Because virtually all inputs for Malawi tobacco production are imported, there’s little the industry can do about this part of the equation—so it focuses on the factors it can control. Contracted farmers enjoy an advantage over their noncontracted colleagues because they benefit from the tobacco buyers’ scale and global reach. “Due to bulk buying, we can get fertilizer on time in Malawi and price it competitively for farmers,” says Simon Peverelle, managing director of Alliance One Tobacco Malawi. “For auction growers, that is harder.”

The other way to offset rising production costs is by boosting farmers’ incomes. “We try to negotiate with our buyers, asking them to increase the farmers’ margins based on cost of production,” says Joseph Malunga, chief executive of the Tobacco Commission. “That doesn’t always go well because the buyers, too, are in business and want profit—but we try.”

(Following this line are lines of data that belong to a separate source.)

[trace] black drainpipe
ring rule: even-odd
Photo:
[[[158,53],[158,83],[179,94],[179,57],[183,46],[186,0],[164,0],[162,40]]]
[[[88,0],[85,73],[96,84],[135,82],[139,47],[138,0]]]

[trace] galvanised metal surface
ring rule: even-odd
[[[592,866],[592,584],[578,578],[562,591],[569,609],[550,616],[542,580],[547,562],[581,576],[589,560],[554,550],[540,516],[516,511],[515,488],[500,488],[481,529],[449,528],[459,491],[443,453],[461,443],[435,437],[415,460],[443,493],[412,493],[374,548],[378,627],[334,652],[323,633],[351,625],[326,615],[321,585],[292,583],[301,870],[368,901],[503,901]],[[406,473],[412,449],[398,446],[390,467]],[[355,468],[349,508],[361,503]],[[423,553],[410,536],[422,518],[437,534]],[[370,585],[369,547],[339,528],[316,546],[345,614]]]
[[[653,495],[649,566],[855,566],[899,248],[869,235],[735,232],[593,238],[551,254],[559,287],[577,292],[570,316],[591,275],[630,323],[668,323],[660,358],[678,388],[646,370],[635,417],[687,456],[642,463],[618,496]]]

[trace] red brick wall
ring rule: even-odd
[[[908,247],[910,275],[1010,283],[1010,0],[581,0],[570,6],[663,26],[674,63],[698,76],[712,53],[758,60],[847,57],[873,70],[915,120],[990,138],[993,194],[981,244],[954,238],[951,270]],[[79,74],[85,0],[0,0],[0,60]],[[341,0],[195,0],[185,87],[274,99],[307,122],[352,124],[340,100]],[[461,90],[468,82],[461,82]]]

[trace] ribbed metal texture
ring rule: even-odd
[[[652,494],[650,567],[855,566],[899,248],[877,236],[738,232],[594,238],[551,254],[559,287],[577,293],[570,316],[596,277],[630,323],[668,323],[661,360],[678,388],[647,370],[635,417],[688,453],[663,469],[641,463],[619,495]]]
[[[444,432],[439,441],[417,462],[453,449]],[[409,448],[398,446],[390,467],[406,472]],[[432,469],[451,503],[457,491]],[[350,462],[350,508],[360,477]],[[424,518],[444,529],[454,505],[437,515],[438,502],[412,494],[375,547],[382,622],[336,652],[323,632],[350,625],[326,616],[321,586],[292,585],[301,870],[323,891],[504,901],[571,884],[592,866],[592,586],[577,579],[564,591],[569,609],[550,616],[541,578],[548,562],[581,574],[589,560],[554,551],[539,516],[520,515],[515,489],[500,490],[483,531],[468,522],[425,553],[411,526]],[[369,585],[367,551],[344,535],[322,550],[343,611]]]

Under pressure from their customers to control costs, the merchants prefer to focus on boosting output. The leading leaf dealers employ or contract significant agronomy departments to help their contracted growers maximize both the quality and the yield of their tobacco, which in turn improves the net return on their crops, according to Don McAlpin, managing director of Limbe Leaf Tobacco Co. Size matters in this regard. Peverelle says that scaling up is necessary for farmers because it is increasingly difficult to earn a living income from smaller plots.

The Tobacco Commission, meanwhile, is promoting natural solutions to improve farmers’ margins. For example, it encourages flue-cured tobacco farmers to establish woodlots and use “live barns”—curing facilities built using living trees—so they don’t have to buy wood for curing or construction. “This not only reduces costs but also promotes sustainable development,” says Malunga.—T.T.